Bees suffering from a parasite infection have a substantially lower tolerance to high temperatures, according to new research.

Domesticated honeybees and the thousands of solitary bee species that exist around the world have struggled as average temperatures have kept rising in recent years.

Illustrative image of a bee on a flower, undated. (NewsX/Bee)

While some are less productive, others migrate as their initial surroundings have become uninhabitable.

But now an international team of scientists has determined the serious implications a parasitic sickness can have on pollinators subjected to above-average temperatures.

The researchers from Pennsylvania State University (Penn State), the University of Connecticut, Sao Paulo University and Aarhus University in Denmark examined how well both healthy and infected members of two solitary bee species coped with the heat.

The scientists created a tunnel which featured chambers with different conditions to find out more about the capabilities of the horned-face bee and the orchard mason bee.

They determined that bees suffering from the Crithidia mellificae pathogen could only tolerate a heatwave of up to 98.6 degrees Fahrenheit (37 degrees centigrade) while healthy bees did not struggle below 109.4 degrees Fahrenheit (43 degrees centigrade).

Penn State researcher Mitzy Porras said: “Exposure to heat decreased the bees’ thermal boldness and their heat tolerance, whereas the pathogen’s growth rate was only slightly negatively affected by heat.”

The study lead author added: “These asymmetrical relationships between organisms are often overlooked when studying climate impacts, but they are essential if we want to understand what is really going on.”

Speaking about the importance of solitary pollinator species, Mitzy emphasised that they would account for more than 90 per cent of the 4,000 types of bees in North America.

She warned: “If bees don’t forage, they don’t eat, and importantly for humans, they don’t pollinate crops that are vital to the global economy and food security.”

The expert on parasite-host interactions added: “We are now experiencing the highest temperatures in recorded history.

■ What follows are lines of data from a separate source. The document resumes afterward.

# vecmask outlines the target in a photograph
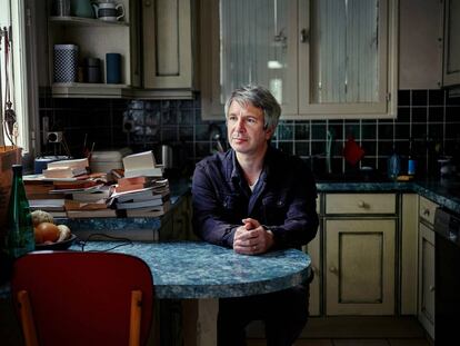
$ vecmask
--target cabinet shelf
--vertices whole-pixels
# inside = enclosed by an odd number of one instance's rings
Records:
[[[107,83],[53,83],[52,95],[60,98],[92,98],[92,97],[112,97],[123,98],[126,90],[130,87],[128,85],[107,85]]]
[[[126,21],[107,21],[96,18],[82,18],[82,17],[50,17],[50,22],[66,26],[78,27],[129,27],[129,22]]]

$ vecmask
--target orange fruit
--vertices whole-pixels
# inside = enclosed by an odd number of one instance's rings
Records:
[[[41,239],[42,243],[52,241],[54,243],[59,238],[59,228],[51,223],[41,223],[37,227],[36,238]]]
[[[43,236],[37,230],[37,227],[33,227],[33,235],[36,236],[36,244],[43,243]]]

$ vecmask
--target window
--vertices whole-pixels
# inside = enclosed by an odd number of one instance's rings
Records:
[[[31,82],[31,61],[27,59],[27,52],[33,43],[31,31],[32,17],[31,8],[33,1],[29,0],[0,0],[0,27],[7,28],[11,37],[8,75],[10,81],[10,99],[12,109],[17,117],[18,137],[17,145],[23,149],[23,154],[32,150],[34,138],[34,119],[29,117],[32,109],[38,109],[36,83]],[[3,32],[3,31],[2,31]],[[3,32],[4,34],[4,32]],[[30,38],[29,38],[30,36]],[[6,49],[4,37],[1,39],[0,62],[1,62],[1,112],[4,115],[6,102]],[[4,128],[2,128],[4,131]],[[2,132],[4,137],[4,132]],[[4,137],[6,145],[10,145]]]

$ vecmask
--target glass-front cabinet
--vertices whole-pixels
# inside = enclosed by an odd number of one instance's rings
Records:
[[[283,119],[396,116],[397,0],[201,0],[204,119],[259,83]]]

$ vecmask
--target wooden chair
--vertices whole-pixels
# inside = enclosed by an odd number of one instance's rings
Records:
[[[153,280],[140,258],[42,251],[20,257],[12,294],[26,345],[144,345]]]

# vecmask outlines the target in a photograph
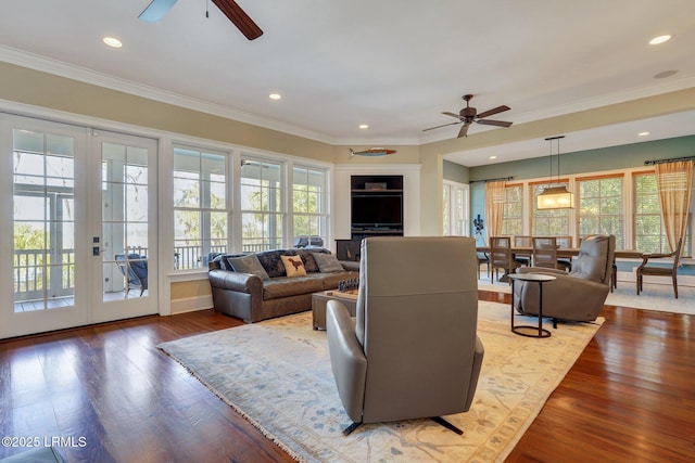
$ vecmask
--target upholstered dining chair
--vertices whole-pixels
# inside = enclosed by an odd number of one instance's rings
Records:
[[[514,247],[533,247],[533,237],[532,236],[526,236],[526,235],[515,235],[514,236]],[[517,262],[519,262],[522,266],[530,266],[531,265],[531,255],[528,256],[520,256],[520,255],[515,255],[514,256],[514,260],[516,260]]]
[[[521,263],[514,259],[511,239],[509,236],[490,237],[490,267],[495,272],[497,281],[506,281],[508,273],[521,267]],[[504,270],[502,279],[500,279],[500,269]],[[493,280],[491,278],[490,283],[493,283]]]
[[[557,269],[557,240],[555,236],[533,236],[533,267]]]
[[[683,248],[683,237],[681,236],[678,240],[678,245],[675,249],[670,254],[643,254],[642,255],[642,263],[637,267],[637,296],[642,291],[642,283],[644,281],[644,275],[650,276],[671,276],[671,281],[673,282],[673,295],[678,299],[678,262],[681,258],[681,249]],[[662,259],[670,258],[673,259],[673,263],[668,267],[659,266],[659,265],[647,265],[649,259]],[[654,263],[654,261],[652,261]]]
[[[557,243],[557,248],[566,248],[569,249],[572,247],[572,236],[555,236],[555,242]],[[566,272],[572,270],[572,258],[557,258],[557,266],[560,269],[564,269]]]
[[[367,237],[355,319],[327,304],[340,399],[353,424],[468,411],[483,358],[477,336],[476,244],[462,236]]]
[[[116,266],[125,280],[125,297],[128,297],[130,290],[140,290],[140,296],[148,288],[148,260],[147,256],[139,254],[116,254]]]

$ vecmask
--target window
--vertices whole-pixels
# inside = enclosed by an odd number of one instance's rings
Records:
[[[295,243],[324,246],[327,232],[326,172],[292,168],[292,220]]]
[[[567,180],[558,182],[568,187]],[[539,210],[536,208],[538,196],[543,192],[543,188],[547,183],[530,183],[531,187],[531,204],[530,209],[533,211],[531,216],[531,234],[533,236],[568,236],[571,235],[569,228],[569,210],[570,209],[546,209]]]
[[[624,249],[623,176],[577,180],[579,187],[579,236],[615,234],[616,247]]]
[[[282,247],[282,166],[241,157],[241,223],[244,253]]]
[[[665,253],[669,249],[664,226],[661,206],[654,172],[633,175],[634,201],[634,248],[644,253]]]
[[[211,252],[226,252],[230,216],[228,155],[174,147],[174,262],[178,269],[206,265]]]
[[[523,234],[523,188],[506,185],[504,190],[504,218],[502,234],[514,236]]]

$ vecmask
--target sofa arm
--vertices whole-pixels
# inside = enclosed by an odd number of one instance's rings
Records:
[[[362,422],[367,358],[357,342],[355,322],[342,303],[329,300],[326,307],[326,336],[333,378],[348,416]]]
[[[263,292],[263,279],[252,273],[211,270],[207,272],[207,278],[213,287],[249,294],[261,294]]]

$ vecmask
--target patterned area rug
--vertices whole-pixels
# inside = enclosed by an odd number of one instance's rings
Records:
[[[517,324],[538,319],[517,317]],[[211,390],[290,455],[307,462],[503,461],[599,329],[560,324],[545,339],[509,331],[509,307],[480,301],[485,357],[473,406],[446,416],[458,436],[430,420],[350,425],[333,382],[326,333],[311,312],[164,343]],[[432,386],[437,394],[437,386]]]

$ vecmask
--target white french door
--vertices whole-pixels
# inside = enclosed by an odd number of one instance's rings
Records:
[[[156,142],[0,115],[0,338],[155,313]]]

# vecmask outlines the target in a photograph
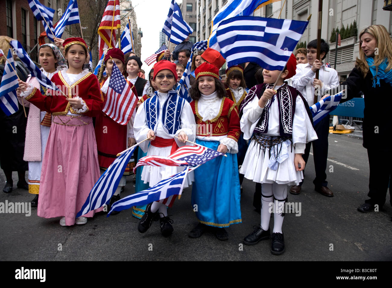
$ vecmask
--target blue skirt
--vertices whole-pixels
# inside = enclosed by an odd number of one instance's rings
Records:
[[[198,139],[196,142],[215,150],[220,144]],[[242,222],[237,155],[226,155],[227,157],[216,157],[194,170],[192,208],[197,210],[199,221],[210,226],[229,227]]]

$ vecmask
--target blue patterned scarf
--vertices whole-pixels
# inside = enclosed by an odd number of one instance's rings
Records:
[[[380,86],[380,80],[383,79],[390,85],[392,85],[392,69],[387,72],[385,72],[388,65],[388,61],[386,58],[383,62],[378,66],[378,71],[376,72],[376,67],[373,65],[374,58],[372,57],[366,57],[366,61],[369,65],[369,69],[373,75],[373,87],[376,88],[376,85]]]

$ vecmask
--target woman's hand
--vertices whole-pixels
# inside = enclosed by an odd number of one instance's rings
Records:
[[[226,145],[223,145],[222,144],[219,144],[217,151],[218,152],[226,154],[226,152],[227,152],[227,147]]]
[[[302,158],[302,154],[296,153],[294,156],[294,166],[296,171],[302,171],[305,168],[305,161]]]

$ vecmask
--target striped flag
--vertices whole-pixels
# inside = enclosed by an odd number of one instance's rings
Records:
[[[29,5],[37,20],[42,21],[48,38],[52,42],[54,42],[54,39],[53,38],[53,31],[54,30],[53,27],[53,16],[54,14],[54,10],[44,6],[40,3],[38,0],[29,0]]]
[[[185,145],[177,149],[167,157],[146,156],[141,158],[133,168],[134,173],[139,166],[196,166],[201,165],[224,153],[200,145]]]
[[[80,217],[89,212],[109,203],[118,187],[120,179],[136,145],[116,158],[109,168],[101,176],[90,192],[86,201],[76,215]]]
[[[212,19],[211,34],[208,38],[208,47],[220,51],[216,40],[216,30],[222,21],[236,16],[252,15],[253,11],[258,6],[265,5],[268,4],[267,2],[270,2],[271,0],[229,0]]]
[[[107,98],[102,111],[119,124],[126,125],[138,99],[114,63],[106,94]]]
[[[185,40],[193,32],[193,29],[183,18],[181,10],[174,0],[172,0],[162,32],[169,37],[171,42],[177,44]]]
[[[29,57],[27,53],[17,40],[12,40],[10,41],[10,45],[13,47],[14,50],[16,52],[16,55],[19,58],[22,62],[25,65],[31,73],[31,76],[36,77],[38,82],[45,87],[50,89],[58,90],[51,81],[46,77],[42,71],[40,70],[34,62]]]
[[[78,2],[76,0],[69,0],[65,13],[57,22],[54,29],[54,35],[57,38],[61,38],[66,26],[80,23],[80,19],[79,16]]]
[[[307,21],[238,16],[221,21],[216,31],[220,53],[228,67],[254,62],[269,70],[282,70]]]
[[[154,201],[174,198],[174,195],[181,195],[189,172],[189,169],[187,167],[183,171],[162,180],[153,187],[127,196],[114,202],[107,214],[107,217],[114,211],[125,210],[134,206],[145,205]]]
[[[147,58],[145,60],[144,60],[144,62],[145,62],[149,66],[150,66],[151,64],[152,64],[156,60],[156,56],[161,52],[162,51],[165,51],[165,50],[167,49],[167,47],[164,44],[162,44],[162,47],[157,50],[154,53],[152,54],[151,56]]]
[[[0,49],[0,53],[4,55],[4,53],[1,49]],[[5,63],[1,85],[0,85],[0,107],[7,116],[9,116],[19,110],[16,88],[19,85],[18,76],[15,72],[14,58],[10,49],[8,50],[7,59],[9,63],[6,62]],[[11,68],[11,65],[13,69]]]
[[[115,47],[116,31],[117,28],[121,27],[120,1],[109,0],[98,28],[100,58],[104,49]]]
[[[343,93],[343,91],[341,91],[337,94],[328,96],[309,107],[313,117],[314,125],[336,109],[341,99]]]
[[[129,22],[121,34],[121,51],[124,54],[130,52],[133,50],[133,33],[132,32],[132,26],[129,29]],[[116,48],[118,48],[118,41],[116,44]]]

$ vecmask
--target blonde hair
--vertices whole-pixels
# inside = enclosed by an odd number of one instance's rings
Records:
[[[359,33],[359,57],[357,57],[356,66],[363,75],[363,78],[369,72],[369,65],[366,61],[366,56],[361,47],[361,37],[365,33],[368,33],[376,38],[376,47],[378,48],[378,54],[374,55],[374,65],[378,72],[378,66],[387,58],[388,65],[385,71],[392,69],[392,40],[387,28],[382,25],[372,25],[365,28]]]
[[[7,36],[0,36],[0,49],[4,52],[4,56],[0,57],[0,64],[4,64],[7,61],[7,55],[8,54],[8,49],[11,47],[9,42],[13,40]]]

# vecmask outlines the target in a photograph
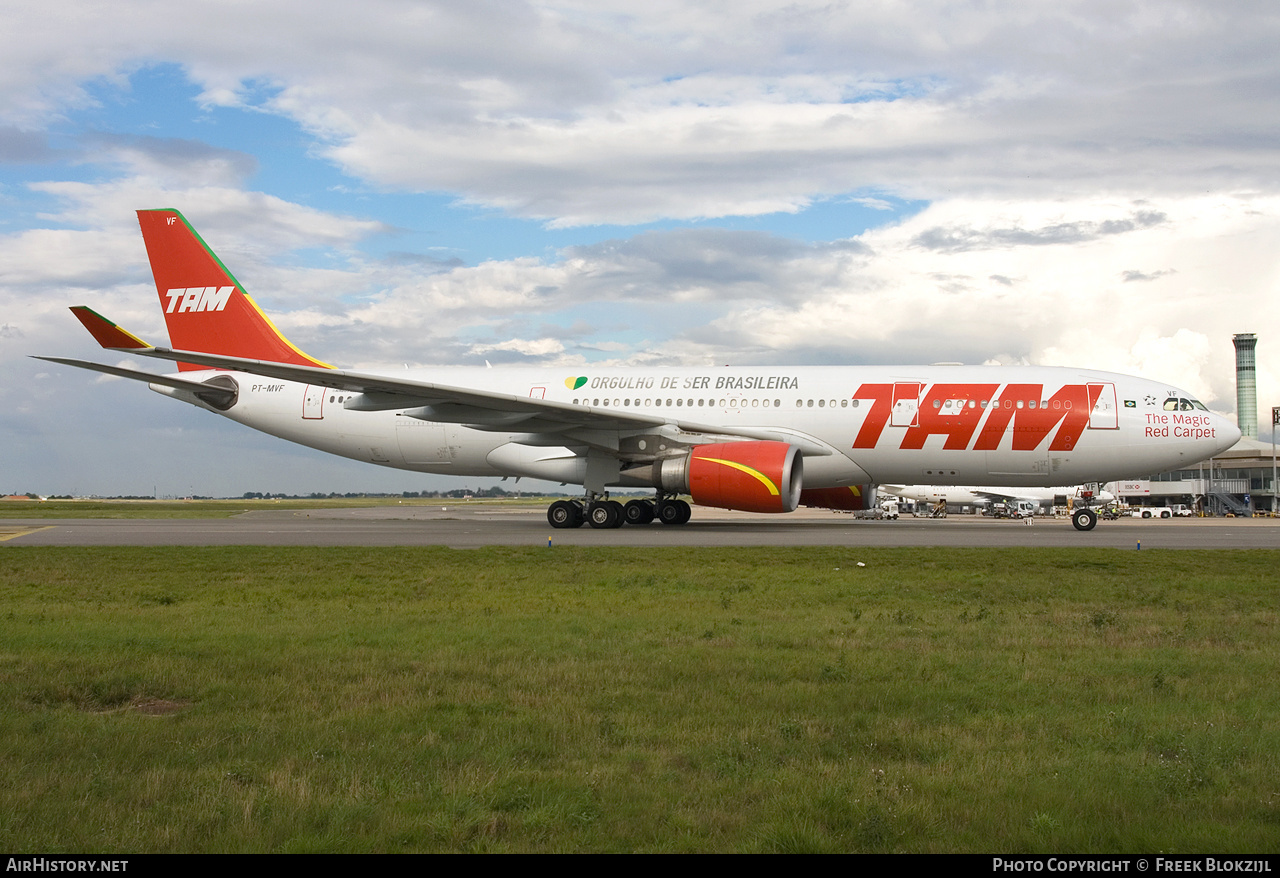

These heatwaves last three or even four days which is a long period of heat tolerance for bees.

“When you combine that with prior infection from a pathogen, we are looking at two factors that can severely negatively impact pollinator populations.”

Mitzy concluded: “We have to think about the big picture. Climate change is not just impacting species. It is impacting the relationships between species, and that could have huge implications for human health and the planet as a whole.”